I also like very much the trend of having warm beds in the resort village at the base instead of real estate and cabins. In Finland and other spots, they were building cabins; that required building roads and sewer and water lines everywhere, all for little lots. Ski areas had huge parking and transportation issues. We got them to stop that and to focus everything into a pedestrian court with underground parking. They refused at first, saying they could not afford underground parking, but we showed them that they cannot afford not to have it. You’ve got to do it.

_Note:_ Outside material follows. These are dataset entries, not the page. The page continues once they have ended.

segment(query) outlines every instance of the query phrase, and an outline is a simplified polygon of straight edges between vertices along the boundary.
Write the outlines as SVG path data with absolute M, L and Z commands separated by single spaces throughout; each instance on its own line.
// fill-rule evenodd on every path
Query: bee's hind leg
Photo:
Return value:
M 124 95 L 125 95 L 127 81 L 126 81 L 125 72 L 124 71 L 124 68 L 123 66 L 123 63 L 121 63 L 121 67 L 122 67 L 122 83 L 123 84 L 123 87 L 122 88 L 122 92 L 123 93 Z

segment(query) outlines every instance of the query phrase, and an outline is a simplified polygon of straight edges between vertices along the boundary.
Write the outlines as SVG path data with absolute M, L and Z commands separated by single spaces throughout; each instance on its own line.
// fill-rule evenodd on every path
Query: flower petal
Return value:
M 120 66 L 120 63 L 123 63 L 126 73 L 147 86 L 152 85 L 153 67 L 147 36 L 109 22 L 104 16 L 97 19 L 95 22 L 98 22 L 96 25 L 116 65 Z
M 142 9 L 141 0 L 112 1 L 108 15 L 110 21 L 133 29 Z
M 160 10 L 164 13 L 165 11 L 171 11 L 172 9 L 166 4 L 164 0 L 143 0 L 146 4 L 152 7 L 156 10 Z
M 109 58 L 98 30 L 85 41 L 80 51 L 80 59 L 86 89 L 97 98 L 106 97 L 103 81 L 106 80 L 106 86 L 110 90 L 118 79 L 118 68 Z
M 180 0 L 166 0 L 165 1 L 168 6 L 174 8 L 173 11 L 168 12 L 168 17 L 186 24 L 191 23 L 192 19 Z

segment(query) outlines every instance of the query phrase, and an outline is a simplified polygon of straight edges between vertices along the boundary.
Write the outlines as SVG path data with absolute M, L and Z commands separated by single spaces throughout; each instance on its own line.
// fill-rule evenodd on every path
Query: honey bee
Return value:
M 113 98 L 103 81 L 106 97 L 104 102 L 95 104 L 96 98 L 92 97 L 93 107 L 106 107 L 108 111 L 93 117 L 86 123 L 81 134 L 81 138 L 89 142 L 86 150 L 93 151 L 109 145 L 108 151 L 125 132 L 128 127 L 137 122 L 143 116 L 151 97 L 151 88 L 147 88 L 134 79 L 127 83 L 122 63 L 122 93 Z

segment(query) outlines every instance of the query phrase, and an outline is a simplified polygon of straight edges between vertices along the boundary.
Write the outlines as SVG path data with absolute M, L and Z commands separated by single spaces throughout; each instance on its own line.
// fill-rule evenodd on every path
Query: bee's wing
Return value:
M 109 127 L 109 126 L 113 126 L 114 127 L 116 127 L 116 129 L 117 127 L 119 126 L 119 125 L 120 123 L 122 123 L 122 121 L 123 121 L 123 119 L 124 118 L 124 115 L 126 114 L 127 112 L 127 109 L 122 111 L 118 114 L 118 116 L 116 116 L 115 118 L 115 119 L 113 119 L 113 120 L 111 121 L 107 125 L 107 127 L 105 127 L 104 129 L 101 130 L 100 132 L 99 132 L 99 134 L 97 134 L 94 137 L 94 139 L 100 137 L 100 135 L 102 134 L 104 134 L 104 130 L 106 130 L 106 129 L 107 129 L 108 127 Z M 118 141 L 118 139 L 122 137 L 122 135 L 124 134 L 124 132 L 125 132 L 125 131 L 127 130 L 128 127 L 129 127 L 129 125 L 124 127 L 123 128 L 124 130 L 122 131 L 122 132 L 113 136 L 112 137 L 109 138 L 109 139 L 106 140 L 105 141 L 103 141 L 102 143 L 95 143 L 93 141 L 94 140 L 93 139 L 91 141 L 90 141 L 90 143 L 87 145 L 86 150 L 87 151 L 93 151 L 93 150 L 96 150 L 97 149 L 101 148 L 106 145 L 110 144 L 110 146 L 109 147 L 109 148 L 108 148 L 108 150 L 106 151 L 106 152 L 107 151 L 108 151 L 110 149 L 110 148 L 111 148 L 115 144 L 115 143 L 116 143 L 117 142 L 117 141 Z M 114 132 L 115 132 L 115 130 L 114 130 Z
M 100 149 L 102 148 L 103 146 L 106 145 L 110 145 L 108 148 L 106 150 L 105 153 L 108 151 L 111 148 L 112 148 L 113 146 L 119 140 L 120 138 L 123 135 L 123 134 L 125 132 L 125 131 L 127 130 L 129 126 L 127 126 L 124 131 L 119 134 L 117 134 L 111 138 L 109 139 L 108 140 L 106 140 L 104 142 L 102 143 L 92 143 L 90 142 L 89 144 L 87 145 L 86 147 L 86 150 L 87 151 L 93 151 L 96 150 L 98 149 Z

But the same? Ski runs are pretty much the same. That hasn’t changed dramatically as far as I can see.

 

How do you see resort planning evolving over the next 50 years? 

I doubt we will see as many new resorts as we had in the last 50. The good sites have been chosen, so there’s not so many around. And then to get through the bureaucracy we have is complicated and expensive, so I think we will just see the evolution of existing resorts. We’re on the second and third remakes of different resorts. 

 

Eco Sign ImagesLeft: Sierra Nevada, Spain, site inspection, 2002. Eduardo Valenzuela, mountain manager; Mariano Gutierrez, CEO; Paul Mathews, Ecosign; Hans Timmerman, mountain operations director. Right: Paul at the Ecosign office drafting table, 1985.

 

Your support of smaller areas, often at deep discounts, has helped more than 30 ski areas. Tell us about it.

It’s just giving back. We can do it, you know? The cost for us is not so high, and it’s not real dollars, it’s just staff time—often me doing it myself. We get these small areas set up so they are going in the right direction, so that when they start growing, they can continue that growth. 

The smaller ski area is usually the one that is closer to where people live, and that gives the whole population access. And if they like it, then they will go take that longer trip to Whistler or somewhere once a year. 

 

What’s your favorite spot on a mountain? 

For me, very often it is just a viewpoint somewhere. I like Sun Peaks Resort (B.C.) very much. If I had a role model, [Sun Peaks founder] Al Raine would be it.

 

Knowing what you know now, what advice would you give that little boy on the Breckenridge rope tow?

I’d say, “go to school and move to the mountains,” which is exactly what he did. To have worked in 46 countries on over 1,000 projects? It’s been a very good ride.